But when “Code Unknown” (2000) — now out in a clean Blu-ray transfer from Criterion — was released here in 2002, he was largely redeemed. Some of his subsequent movies — which include “Time of the Wolf,” “Cache,” and “Amour” — have been even better.

“Code Unknown” starts with a street incident, presented in a single 8 1/2 -minute shot. A minor scuffle on a busy Paris boulevard introduces us to three characters, whose stories, rarely intersecting, we follow for the rest of film.

Haneke constructs a sort of portrait of “France Today” — with its Anglo citizens, its African immigrants, and its desperate illegals. But he isn’t particularly concerned with slice-of-life realism. There’s more than one element in the story that may be relevant to the title, but in the end, the movie is a puzzle with no obvious solution: The code to the film’s meaning and purpose remains unknown.

Despite some duplication, the material in the supplements is interesting.

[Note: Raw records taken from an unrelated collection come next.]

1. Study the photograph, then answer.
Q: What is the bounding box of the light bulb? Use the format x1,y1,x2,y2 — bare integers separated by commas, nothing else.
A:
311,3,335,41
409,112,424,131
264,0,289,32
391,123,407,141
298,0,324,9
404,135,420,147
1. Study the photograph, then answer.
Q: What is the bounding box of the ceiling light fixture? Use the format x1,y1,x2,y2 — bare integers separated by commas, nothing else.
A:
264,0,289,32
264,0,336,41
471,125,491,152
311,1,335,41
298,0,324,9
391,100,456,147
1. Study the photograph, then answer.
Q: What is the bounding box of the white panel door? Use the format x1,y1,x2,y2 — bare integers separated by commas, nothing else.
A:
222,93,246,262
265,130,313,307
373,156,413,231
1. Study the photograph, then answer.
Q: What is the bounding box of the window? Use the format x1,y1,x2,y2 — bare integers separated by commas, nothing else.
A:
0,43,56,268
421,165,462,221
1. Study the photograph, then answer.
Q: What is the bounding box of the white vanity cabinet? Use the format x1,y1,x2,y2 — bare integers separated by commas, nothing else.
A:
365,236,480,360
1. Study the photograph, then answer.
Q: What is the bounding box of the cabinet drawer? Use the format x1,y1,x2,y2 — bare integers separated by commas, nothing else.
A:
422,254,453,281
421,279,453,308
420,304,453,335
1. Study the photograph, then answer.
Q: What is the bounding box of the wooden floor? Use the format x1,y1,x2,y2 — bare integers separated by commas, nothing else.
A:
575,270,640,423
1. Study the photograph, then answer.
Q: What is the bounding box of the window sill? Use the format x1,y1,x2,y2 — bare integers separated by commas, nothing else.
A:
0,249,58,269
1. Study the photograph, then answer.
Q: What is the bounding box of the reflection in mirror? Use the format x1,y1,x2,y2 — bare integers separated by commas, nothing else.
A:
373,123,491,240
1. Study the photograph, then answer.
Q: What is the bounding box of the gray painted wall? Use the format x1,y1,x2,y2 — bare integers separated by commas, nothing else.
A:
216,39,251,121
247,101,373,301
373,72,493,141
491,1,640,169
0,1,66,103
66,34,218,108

First up is a brief introduction that Haneke made in 2001, followed by “In a Foreign Country,” a new, almost half-hour sit-down with the director, in which he discusses the project and shows us script and storyboards. “Filming Haneke” (2000) is a “making of” short (also about half an hour), with interviews with the director, producer Marin Karmitz, and star Juliette Binoche.

Finally, there is a new analysis by scholar Roy Grundmann that is helpful in approaching Haneke’s work.